The first line of his sharp criticism aimed at pro-Kurdish People’s Democracy Party (HDP) whose members and a dozen of lawmakers have been placed behind bars.
His remarks came as he informed ruling Justice and Development Party (AKP) supporters on Friday about the latest situation in northern Syria, the aftermath of Afrin offensive and the fighting against PKK.
Bragging the military success after the takeover of Afrin from PKK-related People’s Protection Units (YPG), President Erdogan praised the Turkish forces over targeting terrorists in their caves, cells and wherever they are.
Still, unexpectedly he hinted a potential move for reviving freezing process aimed at finding a political settlement to the protracted Kurdish conflict that consumed more than 40,000 people’s lives in the past four decades.
The bloody fighting condemned southeastern parts of Turkey into relative underdevelopment in comparison to other advanced regions of the country in economic terms.

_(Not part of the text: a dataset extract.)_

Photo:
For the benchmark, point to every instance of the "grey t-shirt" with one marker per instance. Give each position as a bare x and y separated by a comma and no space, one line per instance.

Mr. Erdogan’s ruling AKP led groundbreaking reforms to enrich cultural and social rights of Kurds neglected by many governments in the past. The Turkish leader also took a robust initiative, holding talks with jailed PKK leader Abdullah Ocalan, and later PKK leadership in northern Iraq for a lasting resolution of the armed conflict.
PKK announced the withdrawal of its guerrillas from Turkey in March 2013. The two-year fragile ceasefire abruptly ended in June 2015 after pro-Kurdish People’s Democracy Party (HDP) entered Parliament, depriving AKP of its parliamentary majority for the first time since 2002.
The war broke out again. This time, the militant group adopted urban warfare and brought the fighting to cities, sparking displacement of hundreds of thousands of people from their homes when the Turkish security forces responded to PKK presence in cities with a heavy-handed approach.